Local career jobs are harder to come by, unfortunately. Compared to the stronger economy in the Southeast, the South West has lower salary levels and fewer opportunities for well-paid, skilled jobs. That said, there’s a great spirit of entrepreneurship in the West Country. If your plan is to have a change of career and start your own business, Cornwall is a great place with lots of business support available to help you do just that.
Do you want or need to stay connected?
These days, remote working is possible from anywhere on the planet as long as there’s a fast, reliable internet connection. Luckily, superfast fibre broadband is available in many Cornish locations and there are 19 broadband providers in the county catering to all needs. Effective communication is key – no broadband can be a serious deal-breaker – so check your favoured location for internet coverage.
A broadband connection is one thing, but a sense of social connection is also important. Depending on your job and your personality, you may be perfectly happy working on your own or you may be missing an element of social interaction. If it’s the latter, we would advise you to look for a place to live where there’s a sense of community and plenty of things to do all year round. Unfortunately, many Cornish seaside towns and villages thrive during the holiday season, only to shut down completely when the tourists have gone.

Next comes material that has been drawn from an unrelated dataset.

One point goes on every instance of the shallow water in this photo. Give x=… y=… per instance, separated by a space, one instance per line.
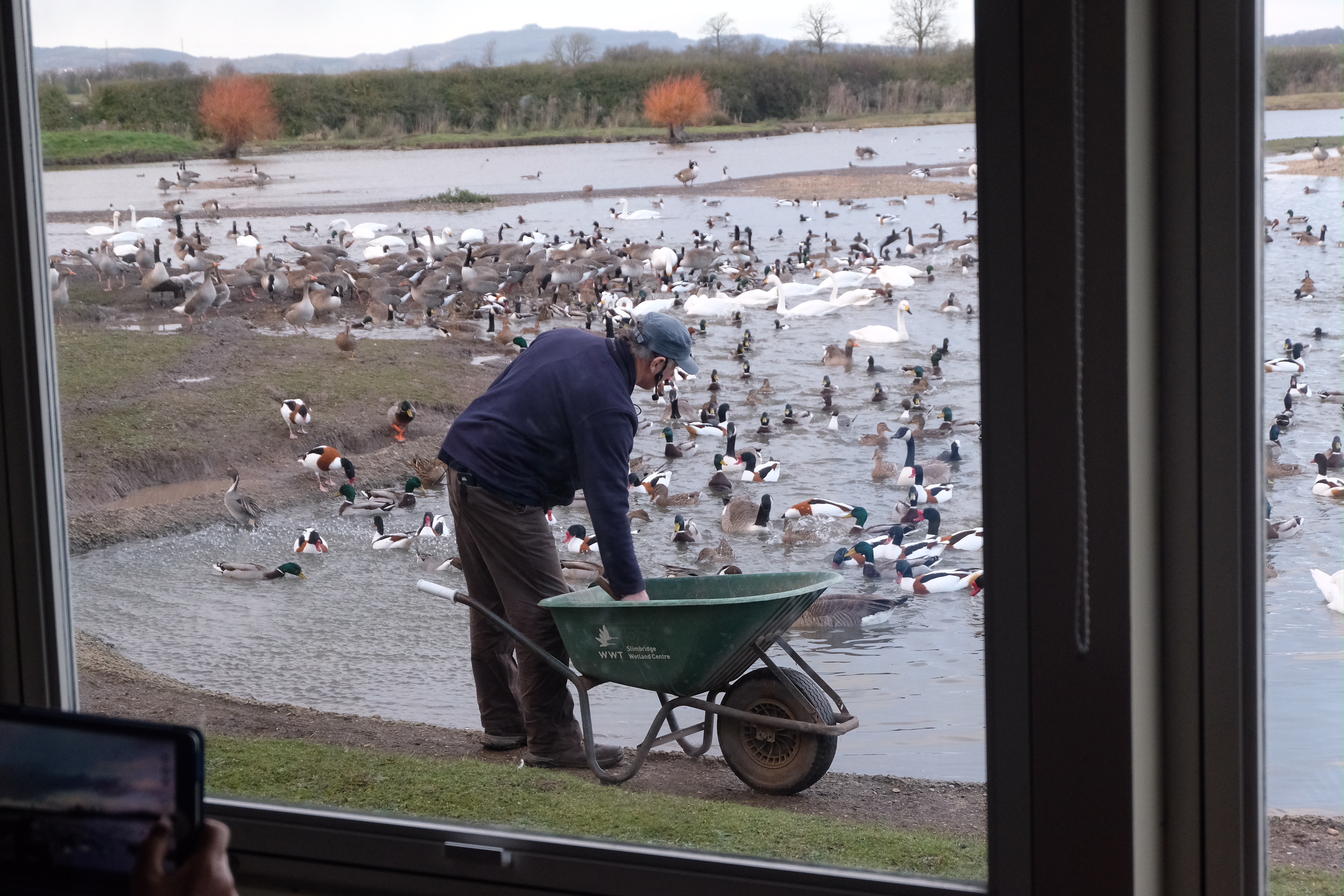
x=357 y=637
x=343 y=178
x=1304 y=641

If you’re feeling lonely at your desk and wouldn’t mind meeting and networking with like-minded professionals, why not check out some cool and creative co-working spaces in Newquay, Falmouth, Truro, Penzance, and more? Here’s a great round-up of what’s available in Cornwall.

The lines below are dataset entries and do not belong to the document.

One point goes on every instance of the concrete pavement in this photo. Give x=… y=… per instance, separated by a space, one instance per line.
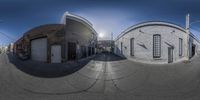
x=106 y=77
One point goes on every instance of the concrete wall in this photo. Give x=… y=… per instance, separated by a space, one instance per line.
x=143 y=43
x=80 y=34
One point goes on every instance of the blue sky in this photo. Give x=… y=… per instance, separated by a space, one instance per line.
x=109 y=16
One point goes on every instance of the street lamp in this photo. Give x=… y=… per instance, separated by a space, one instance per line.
x=188 y=24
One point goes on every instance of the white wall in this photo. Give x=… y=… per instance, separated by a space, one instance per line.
x=144 y=36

Can you make the switch from holiday home to permanent home?
For many people, the dream of moving to Cornwall is rooted in happy memories of holidays spent there. Given the warm glow of this emotional connection, it can be hard to distinguish it from the reality of actually living there on a permanent basis. After all, the experience of long summers spent on the beach at Perranporth is not exactly going to bear much resemblance to living in North Cornwall all year round.
However, Cornwall remains a beautiful holiday destination, so you shouldn’t be surprised to find a long line of friends and family wanting to come and visit you in your new Cornish home. Check to see if the budget allows for an extra guest room so you can share your newfound lifestyle with your nearest and dearest. And if you have the space, additional holiday letting could bring in a welcome extra income stream.